Monday, November 2, 2009

Looking Up Data in P2P Systems; Balakrishnan, Kaashoek, Karger, Morris, & Stoica

This article discusses the lookup problem in P2P networks, that is, scalable and efficient lookup. A few approaches include centralized databases, which have scalability and fault-tolerance issues, and DHTs, which involve passing around of key-value pairs. P2P systems do not employ hierarchical lookups, treating each host equally in the algorithm. Broadcasts between neighbors can be used when a node doesn't have a key, but too many broadcasts can quickly take down a system by using up all available bandwidth.

The authors then go into more depth about the DHTs, describing how each step in a lookup for some key or ID should progress to a node with a closer value to ID, based on some definition of closeness such as numeric difference or number of similar prefix bits. Chord is a DHT that uses a skip-list to allow binary searches for keys, whereas Pastry, Tapestry, Kademlia, and CAN all use tree-based structures.

The article is brief, having been published in communications of the ACM, but it seems to go into too much detail about the wrong things. I would have been more interested in an organized comparison of the different DHT implementations and an analysis of their strengths and weaknesses. Instead, I got a long discussion about P2P systems, skip lists, and hash table lookups.

2 comments:

Randy H. Katz said...

Such a critic!

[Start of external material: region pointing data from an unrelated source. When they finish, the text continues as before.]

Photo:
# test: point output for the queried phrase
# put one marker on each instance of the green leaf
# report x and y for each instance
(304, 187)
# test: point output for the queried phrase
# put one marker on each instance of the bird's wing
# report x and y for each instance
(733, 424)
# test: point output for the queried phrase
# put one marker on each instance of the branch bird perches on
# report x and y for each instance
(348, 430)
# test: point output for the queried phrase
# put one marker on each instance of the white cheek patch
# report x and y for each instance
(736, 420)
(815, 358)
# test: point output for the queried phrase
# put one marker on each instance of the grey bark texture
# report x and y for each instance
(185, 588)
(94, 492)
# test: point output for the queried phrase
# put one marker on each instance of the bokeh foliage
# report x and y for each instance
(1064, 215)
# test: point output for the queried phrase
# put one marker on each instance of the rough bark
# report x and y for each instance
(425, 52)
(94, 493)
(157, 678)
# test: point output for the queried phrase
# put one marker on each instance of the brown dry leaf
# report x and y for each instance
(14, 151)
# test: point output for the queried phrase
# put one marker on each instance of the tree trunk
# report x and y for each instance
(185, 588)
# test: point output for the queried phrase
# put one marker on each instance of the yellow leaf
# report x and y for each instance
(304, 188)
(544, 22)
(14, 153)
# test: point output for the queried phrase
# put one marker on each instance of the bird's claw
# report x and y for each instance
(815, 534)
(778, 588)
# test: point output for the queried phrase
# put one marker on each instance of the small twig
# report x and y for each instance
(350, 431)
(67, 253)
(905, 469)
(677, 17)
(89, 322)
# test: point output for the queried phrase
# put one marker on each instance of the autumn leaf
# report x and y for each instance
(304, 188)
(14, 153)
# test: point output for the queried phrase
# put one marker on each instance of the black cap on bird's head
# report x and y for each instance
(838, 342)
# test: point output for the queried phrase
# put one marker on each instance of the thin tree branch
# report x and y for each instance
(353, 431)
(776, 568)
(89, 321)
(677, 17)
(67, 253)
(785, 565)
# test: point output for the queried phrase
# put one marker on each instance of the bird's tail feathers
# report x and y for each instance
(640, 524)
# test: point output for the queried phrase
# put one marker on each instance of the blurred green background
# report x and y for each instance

I was looking for a quick read paper that would talk about the different p2p systems of the time, and thought this was the one.

Priyanka Reddy said...

I think this paper did a good job at the start, explaining the differences between structured and symmetric lookup protocols and the pros/cons of each. But, once they went into the the various protocols, I got a little lost in the details. Their discussion at the end of open questions was helpful though.